The advantages of using Spark on K8s are as follows:

• Improve resource utilization: It is not necessary to deploy multiple clusters according to the usage scenario. All Spark jobs share cluster resources, which can improve the overall cluster utilization. In addition, when used in the cloud, container instances can be elastic, and pay as you go.

• Unified operation and maintenance mode: The community ecology and tools of K8s can be used to uniformly maintain clusters and reduce the operation and maintenance costs brought by cluster switching.

• Containerization: Through container image management, improve the portability of Spark tasks, avoid version conflicts caused by different versions of Sparks, and support multiple versions of A/B Tests.

In particular, according to our test, the performance gap between Spark on K8s and Spark on YARN is negligible under the same cluster resource conditions. In addition, making full use of the elastic resources of Spark on K8s can better speed up Spark operations.

In conclusion, compared with the Spark on YARN model, the advantages of the Spark on K8s model outweigh the disadvantages.

2. Spark on K8s deployment architecture

In the current environment, there are two ways to submit Spark jobs to K8s:

• Use native spark submit

In this way, K8s clusters do not need to install components in advance.
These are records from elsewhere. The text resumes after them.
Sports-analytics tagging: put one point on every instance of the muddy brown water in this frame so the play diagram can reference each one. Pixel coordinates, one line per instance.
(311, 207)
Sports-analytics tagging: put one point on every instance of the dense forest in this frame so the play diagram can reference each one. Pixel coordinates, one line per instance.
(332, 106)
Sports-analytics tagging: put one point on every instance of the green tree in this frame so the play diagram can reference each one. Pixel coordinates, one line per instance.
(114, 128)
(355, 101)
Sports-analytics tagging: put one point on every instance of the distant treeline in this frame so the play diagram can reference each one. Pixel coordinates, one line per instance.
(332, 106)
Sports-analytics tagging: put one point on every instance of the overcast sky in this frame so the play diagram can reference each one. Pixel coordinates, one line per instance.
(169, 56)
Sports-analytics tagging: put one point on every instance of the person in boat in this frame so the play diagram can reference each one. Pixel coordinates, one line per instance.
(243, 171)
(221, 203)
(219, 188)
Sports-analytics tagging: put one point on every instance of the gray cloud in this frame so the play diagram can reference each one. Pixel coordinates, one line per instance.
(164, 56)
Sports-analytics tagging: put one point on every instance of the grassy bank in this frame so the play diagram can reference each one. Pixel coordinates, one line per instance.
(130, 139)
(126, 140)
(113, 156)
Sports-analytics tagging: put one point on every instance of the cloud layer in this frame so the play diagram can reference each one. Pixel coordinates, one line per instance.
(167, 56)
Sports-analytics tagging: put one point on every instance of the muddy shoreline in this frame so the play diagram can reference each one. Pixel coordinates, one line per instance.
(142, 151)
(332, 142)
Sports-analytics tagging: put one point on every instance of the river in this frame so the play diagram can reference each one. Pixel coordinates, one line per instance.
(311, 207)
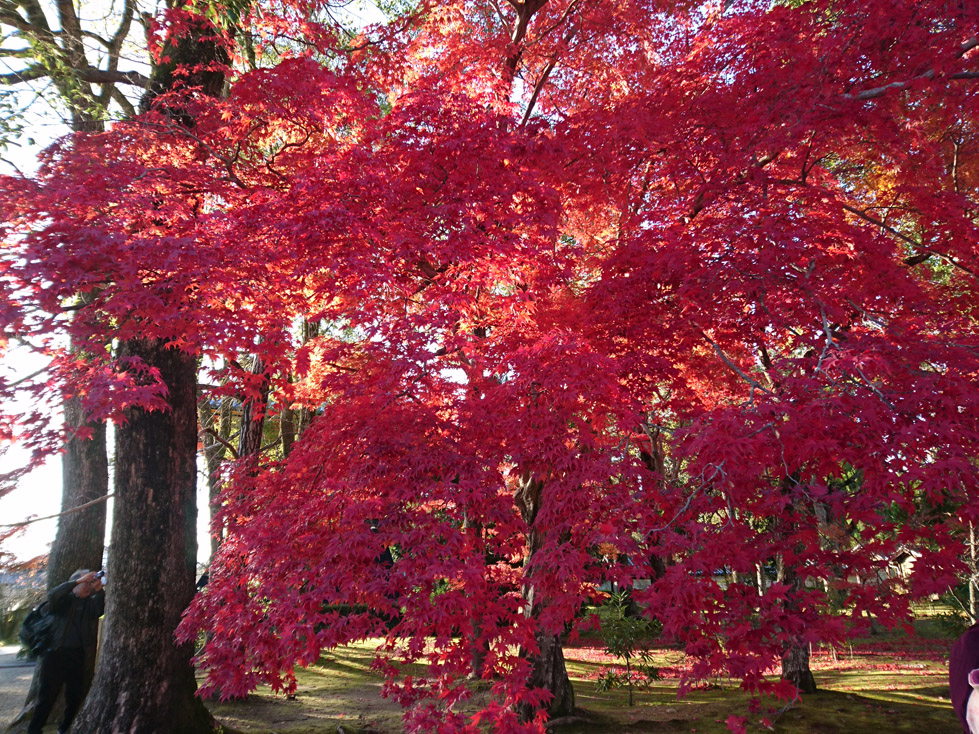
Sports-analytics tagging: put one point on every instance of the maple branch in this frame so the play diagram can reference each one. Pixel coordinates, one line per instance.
(26, 75)
(875, 389)
(499, 11)
(558, 22)
(537, 90)
(914, 259)
(79, 508)
(127, 107)
(930, 74)
(718, 469)
(211, 432)
(827, 329)
(28, 378)
(881, 91)
(727, 360)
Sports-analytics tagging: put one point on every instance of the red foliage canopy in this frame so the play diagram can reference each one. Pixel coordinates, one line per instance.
(704, 278)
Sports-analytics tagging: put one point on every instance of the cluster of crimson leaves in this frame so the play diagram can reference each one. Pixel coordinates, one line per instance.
(737, 242)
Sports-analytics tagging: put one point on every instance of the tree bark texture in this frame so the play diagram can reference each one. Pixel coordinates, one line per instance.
(548, 670)
(795, 667)
(144, 682)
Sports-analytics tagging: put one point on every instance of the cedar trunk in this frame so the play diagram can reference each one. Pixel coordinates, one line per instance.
(547, 664)
(795, 667)
(144, 681)
(80, 539)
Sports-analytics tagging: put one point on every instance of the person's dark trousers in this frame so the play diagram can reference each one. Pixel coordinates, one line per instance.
(64, 667)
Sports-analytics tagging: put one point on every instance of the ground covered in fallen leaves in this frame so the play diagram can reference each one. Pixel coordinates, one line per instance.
(878, 686)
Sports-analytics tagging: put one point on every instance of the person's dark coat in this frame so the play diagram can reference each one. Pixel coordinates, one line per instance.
(963, 659)
(77, 619)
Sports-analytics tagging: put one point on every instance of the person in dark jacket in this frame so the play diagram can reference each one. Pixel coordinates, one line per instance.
(77, 605)
(963, 660)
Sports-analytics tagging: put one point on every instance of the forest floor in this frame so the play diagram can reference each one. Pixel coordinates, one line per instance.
(881, 685)
(878, 686)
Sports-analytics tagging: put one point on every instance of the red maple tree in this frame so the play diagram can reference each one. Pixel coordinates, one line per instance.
(694, 281)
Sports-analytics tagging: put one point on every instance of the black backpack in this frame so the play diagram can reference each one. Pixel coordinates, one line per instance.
(37, 630)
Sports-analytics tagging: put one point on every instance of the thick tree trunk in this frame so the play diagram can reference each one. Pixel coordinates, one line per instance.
(80, 539)
(795, 667)
(215, 449)
(144, 682)
(547, 665)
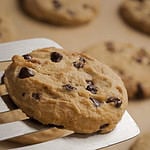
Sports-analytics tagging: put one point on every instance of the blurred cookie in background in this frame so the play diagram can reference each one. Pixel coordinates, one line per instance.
(7, 31)
(137, 14)
(130, 62)
(142, 142)
(62, 12)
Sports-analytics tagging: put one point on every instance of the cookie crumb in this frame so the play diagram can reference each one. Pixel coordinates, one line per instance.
(25, 73)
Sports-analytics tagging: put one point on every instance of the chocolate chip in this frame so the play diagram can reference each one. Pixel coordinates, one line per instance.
(25, 73)
(85, 6)
(2, 79)
(114, 100)
(68, 87)
(89, 82)
(70, 12)
(110, 46)
(36, 96)
(56, 57)
(104, 125)
(27, 57)
(56, 4)
(95, 102)
(139, 92)
(92, 88)
(139, 60)
(23, 94)
(80, 63)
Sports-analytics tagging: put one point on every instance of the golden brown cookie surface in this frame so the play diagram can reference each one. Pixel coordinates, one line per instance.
(137, 14)
(69, 89)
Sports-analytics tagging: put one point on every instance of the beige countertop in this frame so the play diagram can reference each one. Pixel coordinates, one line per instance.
(107, 26)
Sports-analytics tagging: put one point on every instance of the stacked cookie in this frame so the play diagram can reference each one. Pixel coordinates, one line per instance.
(67, 89)
(7, 32)
(131, 63)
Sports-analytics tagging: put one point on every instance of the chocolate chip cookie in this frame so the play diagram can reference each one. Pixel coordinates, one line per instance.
(142, 142)
(67, 89)
(137, 14)
(130, 62)
(6, 30)
(62, 12)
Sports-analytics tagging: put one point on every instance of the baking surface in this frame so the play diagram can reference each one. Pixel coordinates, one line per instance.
(107, 26)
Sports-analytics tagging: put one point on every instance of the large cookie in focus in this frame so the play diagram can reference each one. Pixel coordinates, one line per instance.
(67, 89)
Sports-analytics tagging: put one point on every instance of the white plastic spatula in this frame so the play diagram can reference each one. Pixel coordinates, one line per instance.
(125, 129)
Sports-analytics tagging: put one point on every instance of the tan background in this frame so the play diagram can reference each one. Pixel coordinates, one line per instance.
(107, 26)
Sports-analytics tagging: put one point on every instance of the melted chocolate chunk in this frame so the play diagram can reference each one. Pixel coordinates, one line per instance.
(139, 92)
(56, 57)
(36, 96)
(25, 73)
(27, 57)
(2, 79)
(114, 100)
(104, 126)
(110, 46)
(68, 87)
(95, 102)
(79, 64)
(57, 4)
(92, 88)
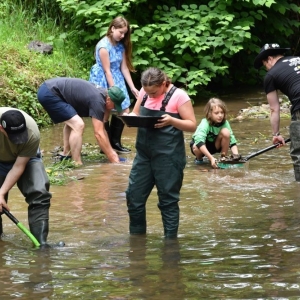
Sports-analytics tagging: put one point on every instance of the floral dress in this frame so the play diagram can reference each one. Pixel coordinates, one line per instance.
(97, 74)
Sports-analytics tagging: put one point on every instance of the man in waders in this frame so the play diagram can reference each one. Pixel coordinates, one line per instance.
(21, 163)
(284, 75)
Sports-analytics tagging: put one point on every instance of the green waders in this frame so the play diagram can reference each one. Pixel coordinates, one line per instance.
(159, 161)
(295, 147)
(114, 131)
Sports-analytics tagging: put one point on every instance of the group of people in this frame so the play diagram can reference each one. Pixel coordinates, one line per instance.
(160, 151)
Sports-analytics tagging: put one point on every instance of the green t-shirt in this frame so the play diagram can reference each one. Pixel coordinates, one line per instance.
(9, 151)
(206, 132)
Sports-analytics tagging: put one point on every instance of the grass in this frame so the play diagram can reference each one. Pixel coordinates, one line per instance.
(22, 71)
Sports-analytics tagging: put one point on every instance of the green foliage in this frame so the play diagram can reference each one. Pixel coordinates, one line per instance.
(200, 44)
(22, 71)
(196, 43)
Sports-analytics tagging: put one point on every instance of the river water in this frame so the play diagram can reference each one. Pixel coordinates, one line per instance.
(238, 236)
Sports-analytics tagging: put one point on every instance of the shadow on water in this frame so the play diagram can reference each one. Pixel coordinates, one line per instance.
(238, 237)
Like the current YARN submission method, the client side submitting jobs needs to install the Spark environment and configure kubectl, which is a tool for connecting K8s clusters. Then, mark the K8s cluster address and the Spark image address used in the submission command.

The above figure shows in detail the task running process of submitting tasks to K8S using the native spark submit. After the user executes the spark submit command on the client side, a process will be started locally. The process will connect to the K8S API server and request to create a Driver Pod. The Driver Pod will start the Spark Context during the startup process and be responsible for applying for the Executor Pod. After the task is completed, the Driver Pod will be responsible for cleaning the Executor Pod. However, the Driver Pod will be retained after completion for log or status viewing, which requires manual cleaning.
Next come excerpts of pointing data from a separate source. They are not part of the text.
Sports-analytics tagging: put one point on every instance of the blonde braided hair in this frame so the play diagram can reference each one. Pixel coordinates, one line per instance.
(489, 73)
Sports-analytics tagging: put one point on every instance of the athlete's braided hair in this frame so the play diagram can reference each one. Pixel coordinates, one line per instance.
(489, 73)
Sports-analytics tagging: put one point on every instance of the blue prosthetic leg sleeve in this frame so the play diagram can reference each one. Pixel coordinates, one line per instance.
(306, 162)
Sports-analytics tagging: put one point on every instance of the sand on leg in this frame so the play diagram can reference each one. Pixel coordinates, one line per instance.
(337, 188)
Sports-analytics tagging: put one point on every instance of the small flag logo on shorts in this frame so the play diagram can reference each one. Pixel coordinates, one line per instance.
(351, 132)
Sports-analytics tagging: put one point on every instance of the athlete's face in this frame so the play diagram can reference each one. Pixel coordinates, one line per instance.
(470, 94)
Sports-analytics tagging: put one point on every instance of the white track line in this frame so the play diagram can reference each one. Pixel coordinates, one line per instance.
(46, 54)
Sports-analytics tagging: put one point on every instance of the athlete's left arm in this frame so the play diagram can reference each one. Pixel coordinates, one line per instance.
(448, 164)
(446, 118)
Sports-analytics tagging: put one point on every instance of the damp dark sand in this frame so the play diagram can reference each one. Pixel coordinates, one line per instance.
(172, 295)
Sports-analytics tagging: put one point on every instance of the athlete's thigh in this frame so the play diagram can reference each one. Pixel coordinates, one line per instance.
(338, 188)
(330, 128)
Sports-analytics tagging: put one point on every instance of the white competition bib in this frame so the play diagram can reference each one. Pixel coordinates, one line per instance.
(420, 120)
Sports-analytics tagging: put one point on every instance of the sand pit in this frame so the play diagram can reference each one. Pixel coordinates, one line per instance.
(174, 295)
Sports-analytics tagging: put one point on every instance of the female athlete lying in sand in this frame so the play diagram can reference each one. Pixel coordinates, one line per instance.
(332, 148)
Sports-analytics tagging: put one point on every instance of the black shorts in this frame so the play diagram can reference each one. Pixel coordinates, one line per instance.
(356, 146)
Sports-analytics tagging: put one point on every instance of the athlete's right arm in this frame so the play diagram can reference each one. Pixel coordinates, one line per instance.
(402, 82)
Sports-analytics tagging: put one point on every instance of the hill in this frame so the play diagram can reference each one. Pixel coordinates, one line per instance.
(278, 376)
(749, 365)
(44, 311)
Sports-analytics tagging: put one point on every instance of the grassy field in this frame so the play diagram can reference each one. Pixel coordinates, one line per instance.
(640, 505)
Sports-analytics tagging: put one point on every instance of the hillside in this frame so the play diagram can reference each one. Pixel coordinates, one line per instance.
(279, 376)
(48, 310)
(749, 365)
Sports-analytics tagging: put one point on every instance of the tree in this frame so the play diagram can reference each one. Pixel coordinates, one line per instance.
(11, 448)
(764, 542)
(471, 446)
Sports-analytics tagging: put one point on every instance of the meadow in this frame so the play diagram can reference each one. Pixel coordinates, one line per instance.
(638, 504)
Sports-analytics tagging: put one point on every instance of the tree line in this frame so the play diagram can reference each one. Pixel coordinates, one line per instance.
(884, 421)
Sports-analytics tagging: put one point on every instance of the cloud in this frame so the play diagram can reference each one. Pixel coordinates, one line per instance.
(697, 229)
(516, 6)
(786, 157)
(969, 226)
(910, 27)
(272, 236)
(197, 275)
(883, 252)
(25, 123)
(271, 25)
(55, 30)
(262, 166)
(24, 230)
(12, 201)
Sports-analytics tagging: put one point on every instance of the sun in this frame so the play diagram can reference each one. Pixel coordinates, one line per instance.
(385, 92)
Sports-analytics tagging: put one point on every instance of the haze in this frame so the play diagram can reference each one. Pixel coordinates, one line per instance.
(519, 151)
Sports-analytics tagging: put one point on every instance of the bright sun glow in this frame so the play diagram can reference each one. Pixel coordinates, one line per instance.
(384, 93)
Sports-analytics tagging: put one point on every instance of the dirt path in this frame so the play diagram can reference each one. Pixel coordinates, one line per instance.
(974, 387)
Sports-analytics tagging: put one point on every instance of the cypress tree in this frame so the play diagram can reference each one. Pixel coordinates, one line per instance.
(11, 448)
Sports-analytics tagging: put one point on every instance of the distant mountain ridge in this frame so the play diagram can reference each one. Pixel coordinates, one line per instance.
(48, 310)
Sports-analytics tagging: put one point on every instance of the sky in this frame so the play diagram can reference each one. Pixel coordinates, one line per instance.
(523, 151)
This submission method conforms to users' usage habits, reduces users' learning costs, and has better integration with existing big data platforms. Because it is submitted in the Client mode, it supports local dependency and the Spark shell interactive operation mode.

• Use Spark-on-K8s operator

Spark-on-K8s operator is an open-source component of Google. A resident pod needs to be deployed in K8s cluster in advance to provide related services. Different from the first method, this method is no longer used to submit a command line. Instead, kubectl is used to submit a yaml file to submit a job. In essence, this tool is implemented in the form of spark submit, which is equivalent to that the information in the command line is submitted in a file format. However, Spark-on-K8s operator has made some auxiliary tools based on the first method, including scheduled scheduling, monitoring, job management, etc.
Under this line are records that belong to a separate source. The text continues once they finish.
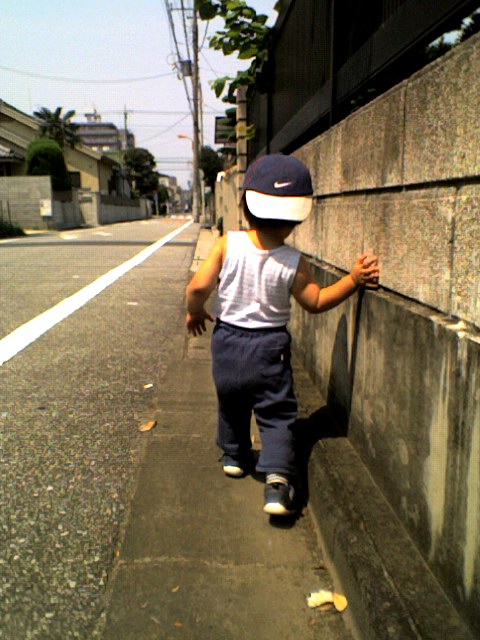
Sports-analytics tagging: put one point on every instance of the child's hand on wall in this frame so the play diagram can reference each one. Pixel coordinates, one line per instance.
(366, 270)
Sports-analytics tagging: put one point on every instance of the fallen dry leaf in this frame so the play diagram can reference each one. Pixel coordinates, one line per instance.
(324, 598)
(340, 602)
(147, 426)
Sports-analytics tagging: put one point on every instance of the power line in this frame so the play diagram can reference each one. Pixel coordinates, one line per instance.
(42, 76)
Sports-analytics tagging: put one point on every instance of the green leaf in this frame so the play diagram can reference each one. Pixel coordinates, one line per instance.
(206, 9)
(247, 52)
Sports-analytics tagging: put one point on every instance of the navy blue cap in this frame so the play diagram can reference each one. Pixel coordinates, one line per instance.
(279, 175)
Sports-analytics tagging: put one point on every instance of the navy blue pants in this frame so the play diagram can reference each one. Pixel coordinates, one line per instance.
(252, 372)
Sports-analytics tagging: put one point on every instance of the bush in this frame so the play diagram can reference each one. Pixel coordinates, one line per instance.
(45, 158)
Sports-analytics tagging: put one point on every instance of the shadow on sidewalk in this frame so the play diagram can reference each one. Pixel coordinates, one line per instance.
(320, 425)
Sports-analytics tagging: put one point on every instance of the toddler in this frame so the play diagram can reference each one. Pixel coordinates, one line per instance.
(254, 274)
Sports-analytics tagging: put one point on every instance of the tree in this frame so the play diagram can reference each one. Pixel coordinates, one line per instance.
(210, 163)
(245, 32)
(57, 127)
(141, 165)
(45, 158)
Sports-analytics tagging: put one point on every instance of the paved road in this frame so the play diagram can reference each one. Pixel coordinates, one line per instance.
(71, 403)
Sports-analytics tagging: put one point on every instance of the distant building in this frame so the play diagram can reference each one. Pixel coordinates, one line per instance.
(103, 137)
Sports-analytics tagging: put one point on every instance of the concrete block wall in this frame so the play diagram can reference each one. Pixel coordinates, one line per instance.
(407, 168)
(95, 212)
(23, 195)
(401, 176)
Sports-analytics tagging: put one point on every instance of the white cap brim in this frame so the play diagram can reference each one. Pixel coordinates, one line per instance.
(288, 208)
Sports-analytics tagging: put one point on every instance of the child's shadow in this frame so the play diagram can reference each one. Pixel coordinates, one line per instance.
(323, 423)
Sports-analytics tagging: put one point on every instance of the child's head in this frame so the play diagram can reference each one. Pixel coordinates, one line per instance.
(277, 192)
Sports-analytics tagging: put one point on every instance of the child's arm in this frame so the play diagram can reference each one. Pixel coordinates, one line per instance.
(314, 299)
(201, 286)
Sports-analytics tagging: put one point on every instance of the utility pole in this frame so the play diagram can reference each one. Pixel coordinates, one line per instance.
(125, 116)
(196, 193)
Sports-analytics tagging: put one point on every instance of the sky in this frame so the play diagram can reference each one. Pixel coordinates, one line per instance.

In terms of process, when the user submits a yaml file, the Spark on K8s operator resident in the K8s cluster listens to the event and starts a spark task by parsing the file and executing the Spark submit command.

In addition to different submission methods, we just mentioned that this tool provides some auxiliary functions. The Spark on K8s operator intercepts the Api request of K8s through the Mutating Administration Webhook mechanism of K8s. When the Driver and Executor Pod resources are started, they can be customized. On the other hand, the tool can monitor the events of the Driver and the Executor Pod to track and manage the task execution progress.


The existence of tools supports job management, including record, retry, and scheduled execution. It provides job monitoring indicators, and can also interface with Prometheus for unified monitoring. It supports automatic cleaning of job resources, and can also automatically configure service/express of Spark UI.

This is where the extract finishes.